Em entrevista, a cardiologista Gisele Rebouças destaca que situações de tensão do dia a dia podem impactar diretamente a pressão arterial, mesmo em pessoas que não são diagnosticadas como hipertensas.
Segundo a especialista, quando o corpo está sob estresse, há a liberação de hormônios como adrenalina e cortisol, que aumentam os batimentos cardíacos e provocam o estreitamento dos vasos sanguíneos, fatores que contribuem para a elevação da pressão. “Mesmo quem não tem hipertensão pode apresentar picos em momentos de discussão, trânsito intenso ou sobrecarga no trabalho”, explica.
Embora esses episódios sejam passageiros, a repetição frequente pode indicar um risco maior. Sintomas como dor de cabeça constante, tontura, palpitações, sensação de calor no rosto e aperto no peito devem acender o sinal de alerta e motivar a busca por avaliação médica.

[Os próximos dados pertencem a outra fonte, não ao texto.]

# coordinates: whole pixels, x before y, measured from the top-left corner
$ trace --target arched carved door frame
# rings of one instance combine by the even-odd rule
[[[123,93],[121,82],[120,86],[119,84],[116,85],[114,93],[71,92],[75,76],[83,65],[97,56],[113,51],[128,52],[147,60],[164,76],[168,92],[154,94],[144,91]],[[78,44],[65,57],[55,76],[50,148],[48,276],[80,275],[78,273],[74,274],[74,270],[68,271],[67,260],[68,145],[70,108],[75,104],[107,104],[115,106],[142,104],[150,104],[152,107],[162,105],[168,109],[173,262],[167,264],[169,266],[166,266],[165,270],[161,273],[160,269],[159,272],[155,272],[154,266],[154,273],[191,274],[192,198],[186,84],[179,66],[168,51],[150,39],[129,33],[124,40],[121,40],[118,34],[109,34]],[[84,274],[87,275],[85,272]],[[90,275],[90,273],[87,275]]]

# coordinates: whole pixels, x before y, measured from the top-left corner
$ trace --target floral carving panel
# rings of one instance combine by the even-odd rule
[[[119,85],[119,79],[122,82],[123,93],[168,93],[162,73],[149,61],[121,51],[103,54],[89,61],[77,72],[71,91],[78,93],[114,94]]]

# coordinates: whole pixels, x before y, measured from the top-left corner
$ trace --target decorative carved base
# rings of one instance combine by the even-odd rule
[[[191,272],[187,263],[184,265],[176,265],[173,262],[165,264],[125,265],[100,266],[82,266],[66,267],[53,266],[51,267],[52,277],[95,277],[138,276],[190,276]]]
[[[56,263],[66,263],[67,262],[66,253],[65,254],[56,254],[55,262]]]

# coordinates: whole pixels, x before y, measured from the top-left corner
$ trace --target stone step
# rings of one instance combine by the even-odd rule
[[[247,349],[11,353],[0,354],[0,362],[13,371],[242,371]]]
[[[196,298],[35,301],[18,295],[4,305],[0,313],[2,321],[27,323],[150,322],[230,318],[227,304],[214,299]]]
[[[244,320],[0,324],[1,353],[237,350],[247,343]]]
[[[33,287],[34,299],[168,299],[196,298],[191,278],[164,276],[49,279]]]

A médica reforça que o estresse contínuo pode favorecer o desenvolvimento de doenças mais graves, como hipertensão, infarto e insuficiência cardíaca. Por isso, adotar hábitos saudáveis é essencial para a prevenção.
Entre as orientações estão a prática regular de atividade física, manutenção de uma boa rotina de sono, pausas ao longo do dia, momentos de lazer e a redução do consumo de estimulantes como cafeína e álcool em excesso.
Neste Dia Nacional de Prevenção e Combate à Hipertensão Arterial, a mensagem é clara: cuidar da saúde mental também é uma forma de proteger o coração.